The Ogg container format explained

Xiph.Org's logo

Xiph.Org's logo

Ogg bitstreams have become increasingly prominent in recent years, yet Ogg is still a commonly misunderstood format. As the creator of ruby-ogg I have spent some time deciphering Xiph.Org’s technical documentation, and now I have decided to pass some of that knowledge on to you, dear reader (of course, you could read the specification yourself!).

Ogg isn’t Vorbis

The popularity of “.ogg” audio files has lead to much confusion over what Ogg actually is. In such audio files, the music data is compressed according to the Vorbis specification and then stored in an Ogg bitstream. The Ogg container format itself is independent of content type – it can happily hold video, audio and even text. In fact, Vorbis-encoded music doesn’t need to be stored within an Ogg bitstream either, but the Ogg-Vorbis combination is especially common due to the fact that the Xiph.Org Foundation created both of them. For the insanely small file sizes and excellent audio quality you can thank the Vorbis guys. For the ability to stream, seek and recover from the partial corruption of songs you can thank the good folks who work on Ogg.

Let’s get technical

OK, so now that we’ve firmly established that Ogg is a container format independent of content type, we can move on to the technical details.

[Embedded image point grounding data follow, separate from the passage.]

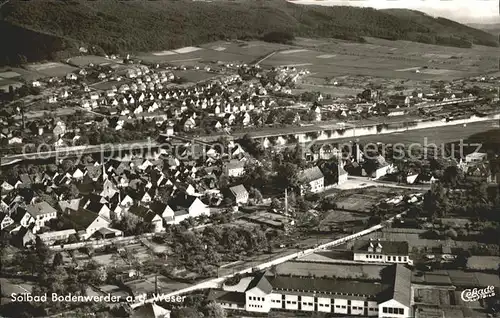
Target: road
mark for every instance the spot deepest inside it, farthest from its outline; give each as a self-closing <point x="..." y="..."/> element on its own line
<point x="215" y="282"/>
<point x="355" y="182"/>
<point x="265" y="57"/>
<point x="65" y="152"/>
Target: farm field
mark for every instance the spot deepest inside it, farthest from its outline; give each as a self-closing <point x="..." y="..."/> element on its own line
<point x="51" y="69"/>
<point x="363" y="202"/>
<point x="337" y="216"/>
<point x="438" y="297"/>
<point x="242" y="52"/>
<point x="20" y="73"/>
<point x="371" y="272"/>
<point x="483" y="262"/>
<point x="194" y="76"/>
<point x="391" y="59"/>
<point x="82" y="61"/>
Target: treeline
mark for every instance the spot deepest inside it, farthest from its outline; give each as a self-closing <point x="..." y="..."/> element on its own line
<point x="38" y="30"/>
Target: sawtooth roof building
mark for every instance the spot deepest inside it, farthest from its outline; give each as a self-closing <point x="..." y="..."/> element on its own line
<point x="390" y="297"/>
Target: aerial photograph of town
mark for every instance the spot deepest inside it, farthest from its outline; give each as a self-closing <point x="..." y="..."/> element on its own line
<point x="250" y="158"/>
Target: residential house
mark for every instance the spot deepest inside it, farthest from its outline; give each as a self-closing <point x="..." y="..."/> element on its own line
<point x="54" y="236"/>
<point x="23" y="237"/>
<point x="234" y="168"/>
<point x="5" y="220"/>
<point x="238" y="194"/>
<point x="86" y="223"/>
<point x="476" y="157"/>
<point x="41" y="213"/>
<point x="150" y="310"/>
<point x="312" y="180"/>
<point x="376" y="251"/>
<point x="144" y="214"/>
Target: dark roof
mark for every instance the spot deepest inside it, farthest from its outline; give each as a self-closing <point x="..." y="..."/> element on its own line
<point x="226" y="296"/>
<point x="40" y="208"/>
<point x="234" y="164"/>
<point x="388" y="247"/>
<point x="238" y="190"/>
<point x="402" y="285"/>
<point x="82" y="218"/>
<point x="149" y="310"/>
<point x="310" y="174"/>
<point x="261" y="282"/>
<point x="139" y="211"/>
<point x="327" y="285"/>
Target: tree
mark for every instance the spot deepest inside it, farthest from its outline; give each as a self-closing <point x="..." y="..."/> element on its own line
<point x="287" y="176"/>
<point x="186" y="312"/>
<point x="462" y="258"/>
<point x="275" y="204"/>
<point x="451" y="233"/>
<point x="58" y="260"/>
<point x="214" y="310"/>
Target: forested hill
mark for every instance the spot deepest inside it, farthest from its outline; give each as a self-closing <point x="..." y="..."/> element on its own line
<point x="42" y="29"/>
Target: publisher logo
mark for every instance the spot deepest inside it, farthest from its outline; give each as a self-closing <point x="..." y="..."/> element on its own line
<point x="476" y="294"/>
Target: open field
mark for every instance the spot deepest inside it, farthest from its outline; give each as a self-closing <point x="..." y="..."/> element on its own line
<point x="82" y="61"/>
<point x="438" y="297"/>
<point x="236" y="52"/>
<point x="392" y="59"/>
<point x="337" y="216"/>
<point x="51" y="69"/>
<point x="363" y="202"/>
<point x="25" y="74"/>
<point x="194" y="76"/>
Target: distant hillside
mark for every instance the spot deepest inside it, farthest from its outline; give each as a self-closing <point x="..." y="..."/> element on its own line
<point x="493" y="28"/>
<point x="46" y="29"/>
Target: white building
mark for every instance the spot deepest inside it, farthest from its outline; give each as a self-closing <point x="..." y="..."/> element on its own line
<point x="382" y="252"/>
<point x="475" y="157"/>
<point x="341" y="297"/>
<point x="313" y="180"/>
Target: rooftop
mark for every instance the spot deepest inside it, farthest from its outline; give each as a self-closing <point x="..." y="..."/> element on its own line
<point x="388" y="247"/>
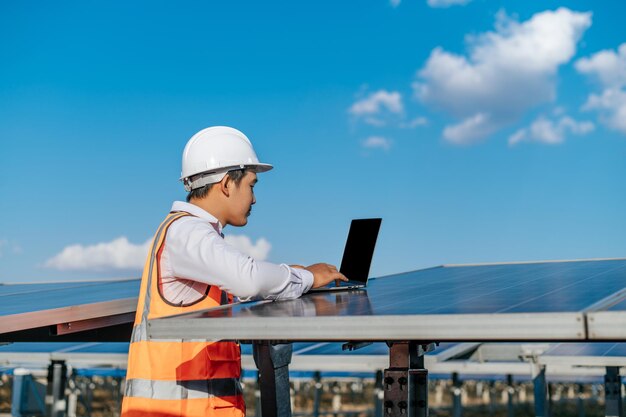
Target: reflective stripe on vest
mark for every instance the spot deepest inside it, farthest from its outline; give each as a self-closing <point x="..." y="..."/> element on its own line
<point x="173" y="390"/>
<point x="187" y="377"/>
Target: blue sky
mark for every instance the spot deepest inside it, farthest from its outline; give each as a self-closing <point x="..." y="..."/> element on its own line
<point x="481" y="131"/>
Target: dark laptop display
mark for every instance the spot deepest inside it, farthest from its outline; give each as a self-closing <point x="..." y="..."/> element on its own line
<point x="357" y="255"/>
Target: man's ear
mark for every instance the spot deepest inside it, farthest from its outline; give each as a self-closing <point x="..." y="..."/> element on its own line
<point x="225" y="185"/>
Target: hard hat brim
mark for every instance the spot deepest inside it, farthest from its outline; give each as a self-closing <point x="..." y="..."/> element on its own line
<point x="260" y="167"/>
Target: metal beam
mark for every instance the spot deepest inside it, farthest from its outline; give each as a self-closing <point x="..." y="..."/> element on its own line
<point x="444" y="327"/>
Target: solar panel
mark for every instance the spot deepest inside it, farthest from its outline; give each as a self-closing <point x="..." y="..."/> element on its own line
<point x="47" y="310"/>
<point x="585" y="355"/>
<point x="524" y="301"/>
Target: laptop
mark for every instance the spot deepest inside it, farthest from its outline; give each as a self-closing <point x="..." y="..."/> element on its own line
<point x="357" y="255"/>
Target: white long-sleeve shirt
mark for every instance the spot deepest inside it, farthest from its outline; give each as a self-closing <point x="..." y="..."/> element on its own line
<point x="196" y="255"/>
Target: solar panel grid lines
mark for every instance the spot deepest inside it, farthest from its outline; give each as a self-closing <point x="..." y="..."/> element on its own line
<point x="597" y="354"/>
<point x="462" y="298"/>
<point x="496" y="279"/>
<point x="65" y="295"/>
<point x="590" y="277"/>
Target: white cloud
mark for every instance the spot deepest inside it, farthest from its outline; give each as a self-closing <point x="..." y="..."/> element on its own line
<point x="608" y="66"/>
<point x="610" y="69"/>
<point x="377" y="142"/>
<point x="506" y="72"/>
<point x="469" y="130"/>
<point x="612" y="103"/>
<point x="116" y="254"/>
<point x="377" y="104"/>
<point x="447" y="3"/>
<point x="258" y="250"/>
<point x="418" y="121"/>
<point x="551" y="132"/>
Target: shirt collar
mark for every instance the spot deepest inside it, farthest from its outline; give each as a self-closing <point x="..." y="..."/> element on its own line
<point x="198" y="212"/>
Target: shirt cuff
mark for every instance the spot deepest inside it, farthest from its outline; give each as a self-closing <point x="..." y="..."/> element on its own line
<point x="306" y="278"/>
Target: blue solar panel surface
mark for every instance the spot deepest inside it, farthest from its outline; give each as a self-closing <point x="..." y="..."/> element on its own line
<point x="619" y="306"/>
<point x="588" y="349"/>
<point x="26" y="298"/>
<point x="506" y="288"/>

It is assumed that data encapsulated by an Ogg bitstream is broken into smaller chunks called packets. The semantics of a packet varies – in the case of Vorbis a single packet may contain metadata (the song title, artist and so forth), decoding information or a snippet of audio data. In order to store these packets, the Ogg bitstream divides things up into pages. Each page can contain part of a packet, a whole packet or even multiple packets. The diagram below may make it easier to visualise the way in which things may be stored:

Graphical representation of a sample Ogg file

Graphical representation of a sample Ogg file

In the example above, page #1 contains two complete packets, packet #3 spans both pages #2 and #3 and packet #4 spans pages #3 and #4.

Reading pages

Since there is no “index” to an Ogg bitstream, the header of each page must provide enough information to enable reading and validation of the encapsulated data. The advantage of this is that if you begin reading at any point in the stream it is possible to detect the next page header and read the ensuing data. Not only does this enable the recovery from an encounter with a corrupted page, but it is also theoretically enables the commencement of decoding halfway through a stream. Here is a summary of the process for page detection:

  1. Read from the stream until the 4-byte sequence representing the ASCII string ‘OggS’ is encountered.
  2. Read the following data as an Ogg page header.
  3. Compare the checksum field with a cyclic redundancy check (CRC) on the entire page with the checksum field set to zero.
  4. If the CRC is successful, we have found a valid, uncorrupted Ogg page. Otherwise, seek back to just after the ‘OggS’ and return to step 1.

The view from a height

For Rubyists, ruby-ogg provides a nice abstraction from the entire concept of pages, simply allowing you to call a “read_packet” method. This does the page detection, optional checksum validation (CRCs are slow in Ruby) and joins packet segments that span multiple pages.